One of the more experienced guys will chime in.
 
Look at holes in the pump- 2 are threaded for 3/8" coarse(?) so you can use a bolt in those holes with a slide hammer, alternate between the 2 a couple "bangs" each and the pump will be out, easy peasy. The o.d. of the oil pump has a big o-ring around it. Like Fran says check endplay first so you have a guideline. FSM or similar is mandatory!
 
Fran is referring to my thread on my recent 727 rebuild. Here is a link to it.

http://www.forbbodiesonly.com/moparforum/threads/first-questions-on-my-727-rebuild-journey.123796/

I used this to pull the pump - using the two threaded holes in the pump body to screw the all thread into.



Besides the guys on this forum this book is the best thing you can have while working on the transmission.

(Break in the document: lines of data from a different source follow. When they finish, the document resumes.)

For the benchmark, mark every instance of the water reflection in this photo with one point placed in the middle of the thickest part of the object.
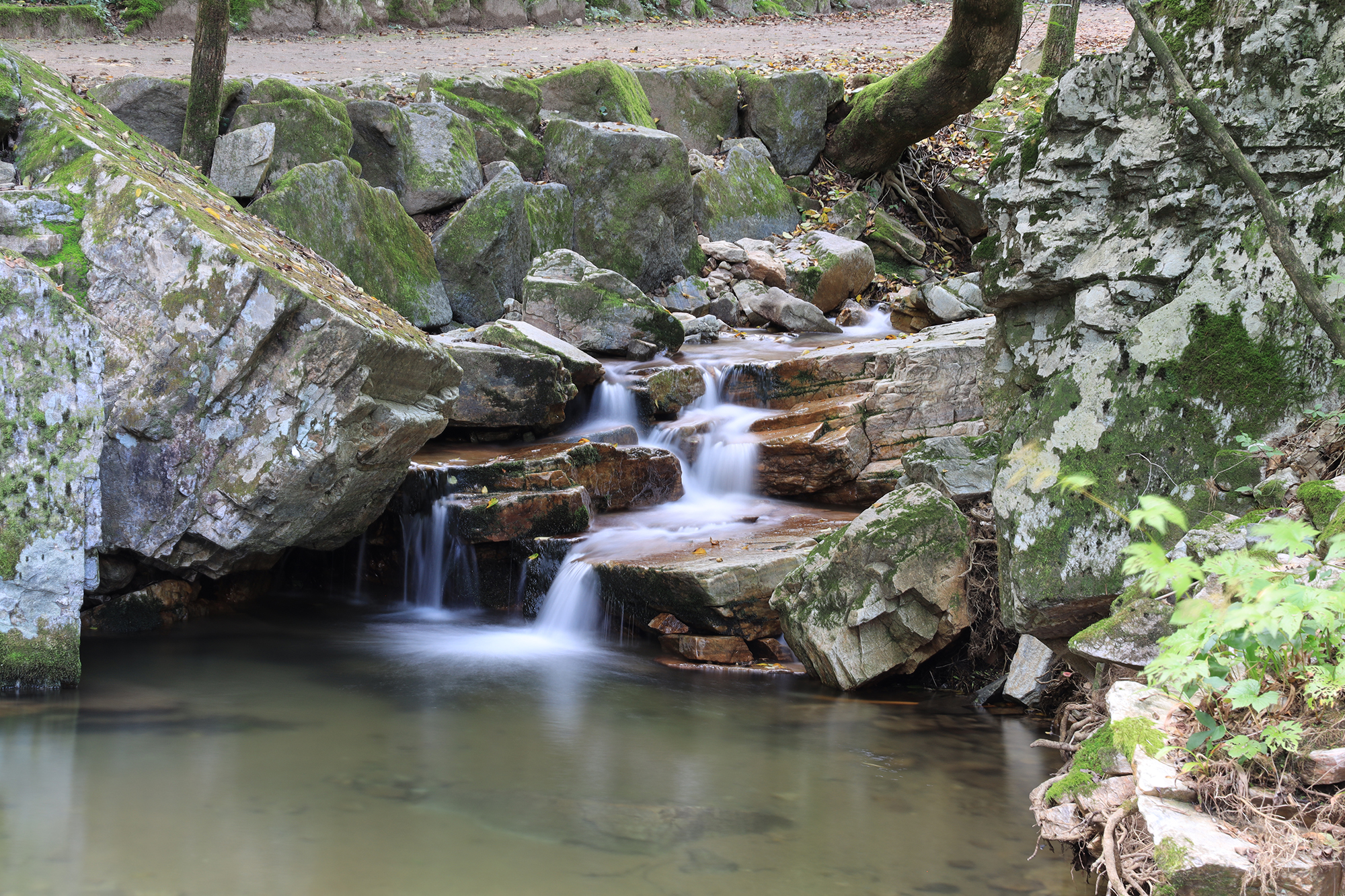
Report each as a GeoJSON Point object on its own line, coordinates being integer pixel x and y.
{"type": "Point", "coordinates": [401, 755]}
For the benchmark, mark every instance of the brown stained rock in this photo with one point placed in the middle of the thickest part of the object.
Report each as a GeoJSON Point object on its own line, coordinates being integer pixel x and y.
{"type": "Point", "coordinates": [709, 649]}
{"type": "Point", "coordinates": [521, 514]}
{"type": "Point", "coordinates": [767, 268]}
{"type": "Point", "coordinates": [810, 458]}
{"type": "Point", "coordinates": [668, 624]}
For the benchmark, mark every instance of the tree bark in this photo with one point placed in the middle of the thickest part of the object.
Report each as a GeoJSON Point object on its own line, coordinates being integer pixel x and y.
{"type": "Point", "coordinates": [208, 80]}
{"type": "Point", "coordinates": [1277, 231]}
{"type": "Point", "coordinates": [949, 81]}
{"type": "Point", "coordinates": [1058, 50]}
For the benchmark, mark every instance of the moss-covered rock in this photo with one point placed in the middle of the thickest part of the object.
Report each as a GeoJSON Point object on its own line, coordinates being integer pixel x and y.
{"type": "Point", "coordinates": [598, 91]}
{"type": "Point", "coordinates": [1140, 331]}
{"type": "Point", "coordinates": [884, 594]}
{"type": "Point", "coordinates": [746, 198]}
{"type": "Point", "coordinates": [699, 104]}
{"type": "Point", "coordinates": [633, 198]}
{"type": "Point", "coordinates": [597, 310]}
{"type": "Point", "coordinates": [789, 114]}
{"type": "Point", "coordinates": [365, 232]}
{"type": "Point", "coordinates": [424, 153]}
{"type": "Point", "coordinates": [310, 128]}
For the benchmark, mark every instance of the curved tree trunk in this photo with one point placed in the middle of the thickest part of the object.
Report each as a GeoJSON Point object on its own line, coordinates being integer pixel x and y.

https://www.amazon.com/Torqueflite-727-Transmission-Handbook-HP1399/dp/1557883998

When you get the pump out it's important to measure the end play on the input shaft with a dial gage and record it. And then after you get everything out, reinstall the planetary sets and drum on the output shaft and measure the planetary train end play per the above book or the shop manual. Those two measurements will tell you a lot about the condition of the parts inside and if you need to be looking for worn planetaries, thrust shims, etc.

Good luck - hopefully you don't have too much damage inside and just need a new overrunning clutch.
 
As said, record your total shaft end play, first. To 'pull' the pump, you can simply use the threaded holes in it, with a couple bolts that have enough threads, and run the bolts into the holes. When they bottom against the case, turn them in 'evenly', and the pump will push itself out.
Keep track of all your parts...keep assemblies together, until your going to work them!!!
 
Thanks i will start with checking the end play.
 
Just check the end play...for grins. With busted parts in there, might not get good numbers anyway. You'll have to do a heavy duty cleaning on every part, and the case.
Shift body...either plan on replacing it...or, if going through it, careful. If a valve is hung by crap in there, it can easily turn the body into junk.
 
Is this how i check end play, it moves 1.6mm.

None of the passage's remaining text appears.